The sensing system 200 may also be in communication with an autonomous driving system (not shown) or similar-type system for controlling operation of the vehicle 202. As such, the sensing system 200 may provide information regarding objects in the blind-spot of the vehicle-trailer combination, such that the autonomous driving system may make changes to a driving path, change direction, change speed, brake the vehicle 202, and/or make other suitable adjustments or emergency maneuvers.

The present invention has been described herein in an illustrative manner, and it is to be understood that the terminology which has been used is intended to be in the nature of words of description rather than of limitation. Obviously, many modifications and variations of the invention are possible in light of the above teachings.

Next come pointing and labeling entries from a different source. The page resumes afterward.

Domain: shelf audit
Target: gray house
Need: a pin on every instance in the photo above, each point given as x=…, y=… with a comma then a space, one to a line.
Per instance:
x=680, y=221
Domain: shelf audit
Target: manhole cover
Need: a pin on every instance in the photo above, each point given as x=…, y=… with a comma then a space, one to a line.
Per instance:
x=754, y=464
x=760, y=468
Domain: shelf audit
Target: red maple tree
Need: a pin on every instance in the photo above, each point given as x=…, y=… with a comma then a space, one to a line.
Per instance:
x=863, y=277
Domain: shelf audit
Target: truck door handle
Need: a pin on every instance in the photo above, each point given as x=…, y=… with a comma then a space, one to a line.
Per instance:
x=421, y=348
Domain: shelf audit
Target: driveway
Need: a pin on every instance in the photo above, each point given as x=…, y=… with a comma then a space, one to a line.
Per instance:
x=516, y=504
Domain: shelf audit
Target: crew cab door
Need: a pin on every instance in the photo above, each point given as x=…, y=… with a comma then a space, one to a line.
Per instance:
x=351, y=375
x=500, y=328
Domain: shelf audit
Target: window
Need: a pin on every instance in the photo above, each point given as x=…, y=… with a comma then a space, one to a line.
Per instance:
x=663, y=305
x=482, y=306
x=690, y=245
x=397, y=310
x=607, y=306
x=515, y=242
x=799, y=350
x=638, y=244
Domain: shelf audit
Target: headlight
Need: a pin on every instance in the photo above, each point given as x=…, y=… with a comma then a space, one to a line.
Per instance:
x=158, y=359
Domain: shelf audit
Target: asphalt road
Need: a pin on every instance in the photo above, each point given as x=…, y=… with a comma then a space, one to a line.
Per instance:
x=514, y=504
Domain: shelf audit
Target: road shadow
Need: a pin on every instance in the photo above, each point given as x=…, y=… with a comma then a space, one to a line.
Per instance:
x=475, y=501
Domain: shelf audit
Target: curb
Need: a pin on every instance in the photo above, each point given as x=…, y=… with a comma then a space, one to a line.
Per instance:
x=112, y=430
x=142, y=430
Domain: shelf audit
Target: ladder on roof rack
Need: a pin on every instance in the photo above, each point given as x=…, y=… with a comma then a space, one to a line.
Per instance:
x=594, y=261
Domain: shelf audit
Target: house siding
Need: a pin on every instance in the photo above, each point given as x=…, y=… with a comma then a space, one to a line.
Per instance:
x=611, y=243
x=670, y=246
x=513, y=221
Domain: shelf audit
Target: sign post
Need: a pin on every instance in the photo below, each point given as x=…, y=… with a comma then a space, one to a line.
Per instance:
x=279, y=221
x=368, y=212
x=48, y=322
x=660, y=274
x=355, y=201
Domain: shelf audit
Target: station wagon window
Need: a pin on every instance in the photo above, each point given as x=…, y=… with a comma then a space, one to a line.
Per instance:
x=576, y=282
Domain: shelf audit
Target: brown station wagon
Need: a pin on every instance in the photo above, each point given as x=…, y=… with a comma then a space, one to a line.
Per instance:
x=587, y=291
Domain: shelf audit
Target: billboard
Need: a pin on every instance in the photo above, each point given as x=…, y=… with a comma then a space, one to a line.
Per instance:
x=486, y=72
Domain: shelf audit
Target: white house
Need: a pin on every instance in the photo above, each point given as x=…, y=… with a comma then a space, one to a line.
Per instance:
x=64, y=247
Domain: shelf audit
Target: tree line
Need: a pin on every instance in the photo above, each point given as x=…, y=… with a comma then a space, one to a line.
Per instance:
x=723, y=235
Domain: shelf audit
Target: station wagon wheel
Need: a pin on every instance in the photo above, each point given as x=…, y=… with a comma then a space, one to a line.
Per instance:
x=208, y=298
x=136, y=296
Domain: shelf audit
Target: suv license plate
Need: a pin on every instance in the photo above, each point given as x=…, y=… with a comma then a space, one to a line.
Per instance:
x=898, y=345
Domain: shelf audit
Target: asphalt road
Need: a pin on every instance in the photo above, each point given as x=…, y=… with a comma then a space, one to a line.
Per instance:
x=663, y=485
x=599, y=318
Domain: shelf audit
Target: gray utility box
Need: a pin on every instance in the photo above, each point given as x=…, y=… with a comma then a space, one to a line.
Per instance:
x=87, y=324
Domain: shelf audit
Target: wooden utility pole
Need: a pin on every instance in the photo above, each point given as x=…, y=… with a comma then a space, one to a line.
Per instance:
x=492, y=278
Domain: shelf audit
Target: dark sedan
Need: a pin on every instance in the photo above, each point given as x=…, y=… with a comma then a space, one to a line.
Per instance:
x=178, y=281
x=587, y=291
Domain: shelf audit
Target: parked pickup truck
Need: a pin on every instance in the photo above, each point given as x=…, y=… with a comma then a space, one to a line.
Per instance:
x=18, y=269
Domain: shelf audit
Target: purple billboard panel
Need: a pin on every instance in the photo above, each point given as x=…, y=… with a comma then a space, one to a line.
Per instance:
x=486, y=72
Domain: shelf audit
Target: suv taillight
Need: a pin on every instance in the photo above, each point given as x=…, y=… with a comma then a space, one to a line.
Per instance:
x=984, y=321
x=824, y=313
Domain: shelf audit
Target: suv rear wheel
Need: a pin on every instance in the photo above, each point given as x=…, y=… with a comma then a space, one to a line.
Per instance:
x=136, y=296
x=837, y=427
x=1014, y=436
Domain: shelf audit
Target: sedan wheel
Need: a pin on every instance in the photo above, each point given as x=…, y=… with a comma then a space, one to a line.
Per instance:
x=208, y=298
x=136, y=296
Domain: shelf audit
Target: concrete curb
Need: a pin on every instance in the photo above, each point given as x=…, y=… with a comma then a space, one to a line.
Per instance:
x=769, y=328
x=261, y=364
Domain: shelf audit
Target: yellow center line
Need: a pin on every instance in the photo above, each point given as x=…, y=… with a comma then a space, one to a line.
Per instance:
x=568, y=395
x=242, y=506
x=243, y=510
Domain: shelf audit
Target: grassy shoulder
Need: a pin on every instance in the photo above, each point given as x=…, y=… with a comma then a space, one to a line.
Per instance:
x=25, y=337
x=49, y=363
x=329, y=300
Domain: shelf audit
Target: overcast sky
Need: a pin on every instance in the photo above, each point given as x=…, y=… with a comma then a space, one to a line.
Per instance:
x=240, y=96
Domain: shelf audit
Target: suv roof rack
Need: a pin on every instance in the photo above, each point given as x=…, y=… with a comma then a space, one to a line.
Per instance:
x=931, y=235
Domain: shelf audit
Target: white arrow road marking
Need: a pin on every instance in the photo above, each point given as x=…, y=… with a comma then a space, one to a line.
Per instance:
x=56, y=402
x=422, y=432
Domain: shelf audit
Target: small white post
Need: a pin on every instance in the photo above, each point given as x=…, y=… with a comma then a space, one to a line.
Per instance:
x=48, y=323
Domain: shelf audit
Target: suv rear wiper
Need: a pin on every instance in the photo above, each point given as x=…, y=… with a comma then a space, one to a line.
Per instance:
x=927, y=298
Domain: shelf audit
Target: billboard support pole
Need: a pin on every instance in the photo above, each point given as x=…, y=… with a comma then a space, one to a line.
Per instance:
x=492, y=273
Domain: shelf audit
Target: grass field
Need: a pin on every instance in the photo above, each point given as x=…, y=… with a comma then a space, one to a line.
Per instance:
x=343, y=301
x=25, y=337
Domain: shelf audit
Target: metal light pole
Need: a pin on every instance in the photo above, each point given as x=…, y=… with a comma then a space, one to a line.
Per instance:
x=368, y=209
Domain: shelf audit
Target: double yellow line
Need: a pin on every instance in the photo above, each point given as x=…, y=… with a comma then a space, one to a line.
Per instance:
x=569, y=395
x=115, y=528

The invention may be practiced otherwise than as specifically described within the scope of the appended claims.

Claims

1. A sensing system of a vehicle, comprising:

a rear view mirror coupled to a body of the vehicle and movable between a first position and a second position; and

a proximity sensor coupled to the vehicle;

wherein said proximity sensor is obscured by said mirror in said first position.

2. The system as set forth in claim 1, wherein said rear view mirror is pivotable about an axis.

3. The system as set forth in claim 1, further comprising an arm coupling said rear view mirror to the body of the vehicle.

4. The system as set forth in claim 3, wherein said proximity sensor is coupled to said arm.

5. The system as set forth in claim 1, wherein said proximity sensor is configured to detect objects in a blind spot of the vehicle.

6. The system as set forth in claim 5, further comprising a processor in communication with said proximity sensor for receiving data regarding the presence of an object in the blind spot of the vehicle.

7. The system as set forth in claim 6, further comprising an annunciator in communication with said processor to alert a driver of the vehicle as to the presence of an object in the blind spot of the vehicle.

8. The system as set forth in claim 1, where said proximity sensor is configured to detect objects in a blind spot of the vehicle only when a trailer is connected to the vehicle.

9. The system as set forth in claim 1, wherein said proximity sensor is configured to detect objects in a blind spot of the vehicle when said rear view mirror is in said second position.

10. The system as set forth in claim 1, where said proximity sensor is configured to detect objects in a blind spot of the vehicle only when a trailer is connected to the vehicle and said rear view mirror is in said second position.

11. A method of operating a sensing system of a vehicle, the vehicle including a rear view mirror coupled to the body of the vehicle and movable between a first position and a second position, and a proximity sensor coupled to the vehicle, the proximity sensor obscured by said mirror in the first position, said method comprising:

moving the rear view mirror to the second position in response to a trailer being connected to the vehicle; and

sensing objects in a blind spot of the vehicle with the proximity sensor in response to the rear view mirror being in the second position.

12. The method as set forth in claim 12, further comprising alerting a driver of the vehicle as to the presence of an object in the blind spot of the vehicle with an annunciator in response to an object being sensed by the proximity sensor.